While adherence to the act is welcome, the new government of Egypt has been challenging sales wildly over the past 18 months, allegedly even claiming the entire Egyptian section of one antiquities sale. This has resulted in legally sellable objects being left to languish on shelves for fear of seizure.

Despite these strictures, however, the Islamic art market continues to grow. At Sotheby’s and Christie’s, sale totals and sell-through rates were higher in the April sales this year than in either the April or October sales last year. At Sotheby’s, 12 lots sold for more than £100,000 (with fees), while Christie’s sold seven for more than £100,000 (with fees). Almost a third of these 19 objects was bought by institutions.

And more exceptional items still turn up. On 20 October, Christie’s offered a previously unrecorded leaf of the great Indian Hamzanama manuscript (1564). Estimated at a conservative £200,000-£300,000, the page sold for £821,000 to an anonymous buyer.

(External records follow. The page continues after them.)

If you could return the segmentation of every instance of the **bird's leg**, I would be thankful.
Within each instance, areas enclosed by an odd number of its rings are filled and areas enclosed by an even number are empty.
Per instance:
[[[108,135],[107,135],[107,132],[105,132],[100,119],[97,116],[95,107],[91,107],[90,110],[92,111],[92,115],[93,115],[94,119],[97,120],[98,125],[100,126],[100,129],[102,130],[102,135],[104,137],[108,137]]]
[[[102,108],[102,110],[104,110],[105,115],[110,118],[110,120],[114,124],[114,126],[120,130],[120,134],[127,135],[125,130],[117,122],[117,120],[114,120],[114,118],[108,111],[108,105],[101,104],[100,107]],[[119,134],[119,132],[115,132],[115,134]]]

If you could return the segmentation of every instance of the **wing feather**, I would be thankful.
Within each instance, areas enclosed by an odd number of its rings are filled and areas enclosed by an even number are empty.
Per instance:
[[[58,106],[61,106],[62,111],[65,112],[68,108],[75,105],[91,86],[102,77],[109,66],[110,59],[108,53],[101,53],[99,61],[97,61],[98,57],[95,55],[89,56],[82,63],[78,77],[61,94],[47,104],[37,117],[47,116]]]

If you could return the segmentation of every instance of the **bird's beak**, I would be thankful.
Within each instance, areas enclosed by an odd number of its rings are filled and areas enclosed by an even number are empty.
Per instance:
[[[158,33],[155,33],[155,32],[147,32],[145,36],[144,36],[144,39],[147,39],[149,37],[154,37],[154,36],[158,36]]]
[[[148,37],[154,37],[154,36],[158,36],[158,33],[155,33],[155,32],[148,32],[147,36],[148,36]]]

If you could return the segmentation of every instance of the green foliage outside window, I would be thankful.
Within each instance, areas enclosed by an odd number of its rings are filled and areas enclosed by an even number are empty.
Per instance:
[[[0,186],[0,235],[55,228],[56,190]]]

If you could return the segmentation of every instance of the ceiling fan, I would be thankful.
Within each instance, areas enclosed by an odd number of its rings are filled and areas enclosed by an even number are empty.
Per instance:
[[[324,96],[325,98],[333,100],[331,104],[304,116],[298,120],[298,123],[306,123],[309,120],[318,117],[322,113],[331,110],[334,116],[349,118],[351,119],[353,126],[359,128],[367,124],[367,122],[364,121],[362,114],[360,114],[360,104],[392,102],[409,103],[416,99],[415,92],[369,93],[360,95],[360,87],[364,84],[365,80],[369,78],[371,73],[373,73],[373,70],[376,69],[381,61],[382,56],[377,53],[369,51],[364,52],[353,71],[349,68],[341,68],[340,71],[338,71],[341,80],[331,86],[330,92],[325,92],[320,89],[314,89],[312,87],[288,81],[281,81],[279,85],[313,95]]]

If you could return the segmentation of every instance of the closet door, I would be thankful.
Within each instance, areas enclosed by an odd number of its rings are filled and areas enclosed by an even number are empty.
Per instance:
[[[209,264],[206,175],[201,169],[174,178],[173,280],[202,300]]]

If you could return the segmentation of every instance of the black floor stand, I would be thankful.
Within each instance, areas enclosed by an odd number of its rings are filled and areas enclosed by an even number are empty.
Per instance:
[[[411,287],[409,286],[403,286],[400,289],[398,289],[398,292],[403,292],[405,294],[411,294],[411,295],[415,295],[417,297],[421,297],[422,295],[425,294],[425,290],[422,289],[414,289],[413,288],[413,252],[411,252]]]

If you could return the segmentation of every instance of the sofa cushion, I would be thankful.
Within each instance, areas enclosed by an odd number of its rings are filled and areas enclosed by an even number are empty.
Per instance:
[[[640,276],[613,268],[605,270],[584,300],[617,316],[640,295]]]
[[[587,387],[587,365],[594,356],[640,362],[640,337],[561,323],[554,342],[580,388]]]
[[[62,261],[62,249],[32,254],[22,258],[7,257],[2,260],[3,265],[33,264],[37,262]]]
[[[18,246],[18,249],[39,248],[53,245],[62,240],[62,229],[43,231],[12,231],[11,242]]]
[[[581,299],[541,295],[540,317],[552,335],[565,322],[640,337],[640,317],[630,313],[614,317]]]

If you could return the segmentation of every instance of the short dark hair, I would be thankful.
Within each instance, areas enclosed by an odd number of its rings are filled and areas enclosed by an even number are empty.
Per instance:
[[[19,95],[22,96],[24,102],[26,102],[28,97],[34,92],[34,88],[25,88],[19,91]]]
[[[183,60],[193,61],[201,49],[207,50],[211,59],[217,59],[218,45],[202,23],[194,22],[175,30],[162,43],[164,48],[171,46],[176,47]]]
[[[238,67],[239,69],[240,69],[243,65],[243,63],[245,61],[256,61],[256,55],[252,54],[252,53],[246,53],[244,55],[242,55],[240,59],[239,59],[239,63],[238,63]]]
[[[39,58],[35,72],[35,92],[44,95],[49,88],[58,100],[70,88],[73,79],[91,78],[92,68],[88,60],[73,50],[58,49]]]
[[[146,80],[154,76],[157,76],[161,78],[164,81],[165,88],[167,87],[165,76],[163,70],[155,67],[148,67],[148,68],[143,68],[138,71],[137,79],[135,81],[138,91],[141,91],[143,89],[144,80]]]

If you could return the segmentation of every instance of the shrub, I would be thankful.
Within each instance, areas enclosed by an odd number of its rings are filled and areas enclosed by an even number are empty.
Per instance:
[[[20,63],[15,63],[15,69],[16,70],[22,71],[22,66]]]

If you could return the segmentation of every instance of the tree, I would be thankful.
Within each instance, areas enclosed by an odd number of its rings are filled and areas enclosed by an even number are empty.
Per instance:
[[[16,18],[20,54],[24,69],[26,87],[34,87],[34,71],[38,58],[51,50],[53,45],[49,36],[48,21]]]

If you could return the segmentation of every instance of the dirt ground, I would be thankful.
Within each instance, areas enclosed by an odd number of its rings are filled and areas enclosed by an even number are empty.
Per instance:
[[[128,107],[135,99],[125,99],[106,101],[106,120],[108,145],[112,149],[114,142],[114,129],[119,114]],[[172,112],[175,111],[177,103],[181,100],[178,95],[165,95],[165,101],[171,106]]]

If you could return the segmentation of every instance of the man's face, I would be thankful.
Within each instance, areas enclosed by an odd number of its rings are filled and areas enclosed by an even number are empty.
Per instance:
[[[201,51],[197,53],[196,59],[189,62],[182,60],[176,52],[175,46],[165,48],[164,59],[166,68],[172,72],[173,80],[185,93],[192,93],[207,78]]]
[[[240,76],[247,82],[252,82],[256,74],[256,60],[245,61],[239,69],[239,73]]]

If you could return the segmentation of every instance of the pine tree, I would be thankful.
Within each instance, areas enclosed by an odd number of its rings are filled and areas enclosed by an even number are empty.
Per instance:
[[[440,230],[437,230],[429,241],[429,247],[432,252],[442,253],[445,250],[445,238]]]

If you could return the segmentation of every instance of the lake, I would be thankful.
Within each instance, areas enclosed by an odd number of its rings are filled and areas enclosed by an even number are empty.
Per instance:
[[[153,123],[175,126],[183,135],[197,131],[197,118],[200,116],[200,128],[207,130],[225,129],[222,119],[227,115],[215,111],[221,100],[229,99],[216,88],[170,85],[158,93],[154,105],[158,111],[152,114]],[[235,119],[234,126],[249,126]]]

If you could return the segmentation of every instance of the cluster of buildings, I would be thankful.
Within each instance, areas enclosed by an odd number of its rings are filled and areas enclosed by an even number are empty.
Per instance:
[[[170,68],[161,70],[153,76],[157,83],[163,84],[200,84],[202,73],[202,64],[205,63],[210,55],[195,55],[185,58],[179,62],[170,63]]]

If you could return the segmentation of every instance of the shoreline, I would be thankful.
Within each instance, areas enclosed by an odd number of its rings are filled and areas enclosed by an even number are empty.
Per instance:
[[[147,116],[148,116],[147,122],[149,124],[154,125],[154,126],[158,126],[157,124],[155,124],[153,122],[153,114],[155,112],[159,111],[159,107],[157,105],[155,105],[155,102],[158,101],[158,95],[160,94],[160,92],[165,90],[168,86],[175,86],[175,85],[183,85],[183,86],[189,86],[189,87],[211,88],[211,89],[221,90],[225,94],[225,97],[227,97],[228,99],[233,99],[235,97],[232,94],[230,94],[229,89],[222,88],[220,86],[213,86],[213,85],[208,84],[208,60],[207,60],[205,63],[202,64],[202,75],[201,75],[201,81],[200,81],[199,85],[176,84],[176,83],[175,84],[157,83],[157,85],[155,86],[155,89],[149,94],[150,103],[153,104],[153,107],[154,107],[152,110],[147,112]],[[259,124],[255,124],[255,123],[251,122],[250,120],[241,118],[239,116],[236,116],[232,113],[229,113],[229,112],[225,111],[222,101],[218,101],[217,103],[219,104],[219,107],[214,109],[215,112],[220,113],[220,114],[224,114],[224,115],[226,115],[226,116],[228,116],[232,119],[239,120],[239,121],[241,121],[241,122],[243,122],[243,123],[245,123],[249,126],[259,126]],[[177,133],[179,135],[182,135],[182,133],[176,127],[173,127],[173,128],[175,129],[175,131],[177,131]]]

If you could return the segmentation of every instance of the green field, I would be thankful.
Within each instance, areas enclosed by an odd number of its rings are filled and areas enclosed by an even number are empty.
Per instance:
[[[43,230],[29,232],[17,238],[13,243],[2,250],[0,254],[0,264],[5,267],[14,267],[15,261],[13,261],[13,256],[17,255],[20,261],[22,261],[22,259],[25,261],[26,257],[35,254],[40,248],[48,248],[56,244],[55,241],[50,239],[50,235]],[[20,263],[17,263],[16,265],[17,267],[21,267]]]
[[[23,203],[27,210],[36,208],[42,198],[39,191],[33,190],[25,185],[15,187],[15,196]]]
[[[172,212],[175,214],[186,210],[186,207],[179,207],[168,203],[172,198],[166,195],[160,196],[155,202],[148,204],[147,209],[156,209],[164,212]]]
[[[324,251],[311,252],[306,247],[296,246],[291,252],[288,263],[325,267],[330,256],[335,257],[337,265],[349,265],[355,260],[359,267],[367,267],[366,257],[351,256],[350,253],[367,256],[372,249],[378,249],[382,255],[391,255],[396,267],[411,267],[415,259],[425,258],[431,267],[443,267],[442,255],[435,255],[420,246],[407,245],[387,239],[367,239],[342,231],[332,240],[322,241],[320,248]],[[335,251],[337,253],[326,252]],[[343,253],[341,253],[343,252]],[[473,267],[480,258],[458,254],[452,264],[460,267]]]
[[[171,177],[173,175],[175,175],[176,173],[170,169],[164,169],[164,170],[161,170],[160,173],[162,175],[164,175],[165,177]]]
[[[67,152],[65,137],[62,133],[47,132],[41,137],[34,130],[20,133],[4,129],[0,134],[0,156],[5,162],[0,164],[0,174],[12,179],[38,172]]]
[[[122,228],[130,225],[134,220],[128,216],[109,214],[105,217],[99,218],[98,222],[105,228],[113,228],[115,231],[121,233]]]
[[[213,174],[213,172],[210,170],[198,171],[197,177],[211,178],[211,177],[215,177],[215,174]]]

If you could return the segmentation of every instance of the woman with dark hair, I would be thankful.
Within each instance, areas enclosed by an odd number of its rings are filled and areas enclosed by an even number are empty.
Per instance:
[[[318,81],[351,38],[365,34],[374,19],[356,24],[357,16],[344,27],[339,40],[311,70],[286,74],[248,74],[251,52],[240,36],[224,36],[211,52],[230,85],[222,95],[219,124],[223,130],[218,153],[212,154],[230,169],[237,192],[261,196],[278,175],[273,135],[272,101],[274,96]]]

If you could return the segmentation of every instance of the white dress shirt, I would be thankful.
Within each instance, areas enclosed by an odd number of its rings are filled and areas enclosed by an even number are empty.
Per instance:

The illustration shows Amir Hamza (the Prophet Muhammad’s uncle) hanging from the legs of the phoenix-like Rukh bird, and was the highlight of Islamic Art Week (14-25 October).

Given the focus on provenance, single-owner collections, which tend to be well documented, are popular with auction houses. On 19 October, Sotheby’s offered the Khosrovani-Diba collection of 35 mostly Indian miniatures, which included a Mughal painting of a royal horse attended by three grooms (around 1570-80) that sold for £257,000 with fees (est £200,000-£300,000). This work is known to have been in the imperial libraries of three Mughal emperors. Sotheby’s main sale also included 50 lots from the manuscript collection of the late Jafar Ghazi. Parts of this collection have been selling successfully at Christie’s salesrooms since 2008. The two single-owner collections soared with 88% and 80% sell-through rates, and produced the second-highest price of the week, £473,000 for a beautiful 15th century Persian manuscript from the Jafar Ghazi collection, which sold to a private European buyer.

Recent upheavals in Turkey failed to dampen the market where a fifth of the week’s 25 lots fetching over £100,000 (with fees), were of Turkish origin. In April this year a European oil painting of Sultan Osman, sold at Sotheby’s to the Turkish government for £430,000 (£521,000 with fees) for display at the Topkapi Palace in Istanbul. This month, Sotheby’s offered a similar European painting of Bayazid I (around 1580), which sold for £185,000 to "an institution".

Brexit also had no discernible effect, even though a couple of owners had removed items citing uncertainty over VAT and future import and export regulations, according to Romain Pingannaud of Christie’s South Kensington’s Islamic department. Most, however, continued to consign, believing that the lower value pound and the perception of art as a quiet but stable investment will encourage buyers. Pingannaud also points out that, although the weaker pound can make a difference to some buyers, most serious players in the art market have too diverse an asset base to worry much about Brexit. But Christie’s very recent introduction of smaller, less glitzy, catalogues may have had a negative impact. Where Sotheby’s have remained fairly consistent, Christie’s King Street’s sold totals and sell-through rates failed to increase this October for the first time in two years.